Даже в самом центре разрушения мощь Чащи Госпожи была велика. Как будто пытаясь изгнать неприятные воспоминания, плети жимолости и ломоноса спешили спрятать останки боевых машин, а юный орляк поднимался, чтобы укутать павших в узорный зеленый саван. Батисто Галлацелли нашел работающую военную радиостанцию рядом с телом убитого радиста. Парню вряд ли было больше девяти. Путники перекусили под аккомпанемент шоу Джимми Вона. Солнце озаряло их, поздняя росы сверкала на листьях травы и огромное спокойствие накрыло опустошенное поле битвы, надвигаясь откуда‑то с востока.

Раэл Манделла–младший оставил фотографию красивой женщины мертвому радисту. Радист выглядел так, словно еще больше нуждался в друзьях.

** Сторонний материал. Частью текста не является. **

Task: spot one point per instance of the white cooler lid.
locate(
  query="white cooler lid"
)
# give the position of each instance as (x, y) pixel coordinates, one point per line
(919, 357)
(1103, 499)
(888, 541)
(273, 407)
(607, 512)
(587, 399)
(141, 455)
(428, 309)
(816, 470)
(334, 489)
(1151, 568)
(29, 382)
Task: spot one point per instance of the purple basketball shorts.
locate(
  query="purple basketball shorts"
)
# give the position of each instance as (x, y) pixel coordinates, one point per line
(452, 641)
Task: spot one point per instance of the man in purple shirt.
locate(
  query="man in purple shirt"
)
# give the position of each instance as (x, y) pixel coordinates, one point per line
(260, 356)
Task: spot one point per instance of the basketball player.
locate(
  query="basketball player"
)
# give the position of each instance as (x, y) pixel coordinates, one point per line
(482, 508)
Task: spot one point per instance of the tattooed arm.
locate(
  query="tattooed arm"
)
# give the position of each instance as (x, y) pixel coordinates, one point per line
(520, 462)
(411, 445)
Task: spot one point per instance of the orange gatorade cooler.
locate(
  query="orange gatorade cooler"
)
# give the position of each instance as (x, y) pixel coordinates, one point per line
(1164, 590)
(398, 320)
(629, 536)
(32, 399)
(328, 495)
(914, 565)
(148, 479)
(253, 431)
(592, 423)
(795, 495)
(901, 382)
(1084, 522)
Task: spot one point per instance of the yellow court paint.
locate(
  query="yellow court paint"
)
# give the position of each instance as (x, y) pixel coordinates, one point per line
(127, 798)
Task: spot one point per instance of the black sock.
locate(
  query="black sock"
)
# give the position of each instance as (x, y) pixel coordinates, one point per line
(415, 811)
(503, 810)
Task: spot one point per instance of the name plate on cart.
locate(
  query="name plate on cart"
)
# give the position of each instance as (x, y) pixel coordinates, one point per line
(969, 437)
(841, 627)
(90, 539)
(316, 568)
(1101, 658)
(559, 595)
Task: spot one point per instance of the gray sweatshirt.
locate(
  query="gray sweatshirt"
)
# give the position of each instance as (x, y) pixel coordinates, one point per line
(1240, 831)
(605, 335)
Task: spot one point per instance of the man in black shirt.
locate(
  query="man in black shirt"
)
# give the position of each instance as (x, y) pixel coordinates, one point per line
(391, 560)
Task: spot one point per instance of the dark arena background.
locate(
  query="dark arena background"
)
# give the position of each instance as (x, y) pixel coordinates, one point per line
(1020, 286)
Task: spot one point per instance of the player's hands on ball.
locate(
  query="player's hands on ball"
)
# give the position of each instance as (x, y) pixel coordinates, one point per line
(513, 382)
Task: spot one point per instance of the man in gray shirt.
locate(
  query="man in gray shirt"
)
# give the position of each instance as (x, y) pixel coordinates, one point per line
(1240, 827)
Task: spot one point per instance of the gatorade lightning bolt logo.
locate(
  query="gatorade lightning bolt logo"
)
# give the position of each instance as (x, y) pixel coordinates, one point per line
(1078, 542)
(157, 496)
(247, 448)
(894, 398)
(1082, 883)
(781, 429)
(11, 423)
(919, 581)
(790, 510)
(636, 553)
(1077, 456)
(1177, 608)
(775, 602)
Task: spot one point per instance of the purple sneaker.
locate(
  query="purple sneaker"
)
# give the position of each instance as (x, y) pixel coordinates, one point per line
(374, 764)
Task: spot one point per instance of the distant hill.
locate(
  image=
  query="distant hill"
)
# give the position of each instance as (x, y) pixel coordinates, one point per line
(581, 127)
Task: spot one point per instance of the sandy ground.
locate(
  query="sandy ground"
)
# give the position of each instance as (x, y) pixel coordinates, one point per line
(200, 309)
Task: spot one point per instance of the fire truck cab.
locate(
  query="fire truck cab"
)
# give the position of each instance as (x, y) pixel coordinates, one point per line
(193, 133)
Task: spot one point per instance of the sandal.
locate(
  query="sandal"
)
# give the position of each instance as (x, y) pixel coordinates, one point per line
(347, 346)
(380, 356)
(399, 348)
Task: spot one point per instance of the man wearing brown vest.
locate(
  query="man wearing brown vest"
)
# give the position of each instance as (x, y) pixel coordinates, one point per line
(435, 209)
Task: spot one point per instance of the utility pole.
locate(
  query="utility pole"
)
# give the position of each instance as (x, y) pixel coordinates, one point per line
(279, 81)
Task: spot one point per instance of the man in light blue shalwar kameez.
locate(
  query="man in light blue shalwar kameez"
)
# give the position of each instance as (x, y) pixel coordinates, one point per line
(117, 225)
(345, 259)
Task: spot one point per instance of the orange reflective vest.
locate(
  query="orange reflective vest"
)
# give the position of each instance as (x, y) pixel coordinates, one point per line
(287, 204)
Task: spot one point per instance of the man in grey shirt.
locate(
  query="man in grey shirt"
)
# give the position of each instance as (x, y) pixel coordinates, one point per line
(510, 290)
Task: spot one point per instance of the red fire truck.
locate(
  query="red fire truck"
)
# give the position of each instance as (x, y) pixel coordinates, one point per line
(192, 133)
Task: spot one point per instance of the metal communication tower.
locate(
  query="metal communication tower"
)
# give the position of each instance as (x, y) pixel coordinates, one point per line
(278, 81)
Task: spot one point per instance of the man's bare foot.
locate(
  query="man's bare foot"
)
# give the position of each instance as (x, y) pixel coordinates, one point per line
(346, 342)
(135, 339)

Вскоре после полудня они достигли границы разоренных войной мест и углубились в потаенное сердце Хрисии. Здесь колоссальные секвойи вздымались на сто, двести, триста метров — город тихих красных башен и широких бульваров, устланных хвоей. Трое путешественников в такой близости от сердца леса и легендарного Древа Мирового Начала, так далеко от схватки Сил должны были бы чувствовать радость, однако ощущение ужаса с каждым шагом и каждой минутой давило на них все сильнее. Среди пышного великолепия секвой оно ощущалось как отрава, яд, напитавший воздух, почву и деревья и копящийся в путниках высасывающими сны ночами. Они двигались осторожно, навострив глаза и уши, недоверчивые как коты. Они не смогли бы сказать — почему. Пульсация двигателей воздушного судна, долетевшая откуда‑то издалека, с востока, заставила их броситься под укрытия могучих корней. Капля за каплей из них уходило все человеческое, капля за каплей наполнял их дух леса — ужасный, отравленный, нечистый, нечеловеческий дух. Они перешли на трусцу, на бег, не зная, почему и куда они бегут — никто не преследовал их, помимо тьмы, засевшей в глубине их сердец. Они убегали от страха, бежали от ужаса, ломились, потеряв рассудок, через куманику и папоротник, ручьи и овраги, бежали, бежали, бежали, чтобы освободиться из этой хватки, но не могли, ибо сами были этим ужасом.

Прорвавшись сквозь замкнутое кольцо гигантских секвой, они оказались на круглой поляне, в центре которого стояло величайшее из всех деревьев — Отчедрево, на голову и плечи выше самых могучих своих детей. Ветви раскачивались на ветру высоко в небе, среди облаков, лучи цветного витражного света били сквозь хвою и заливали лесную подстилку.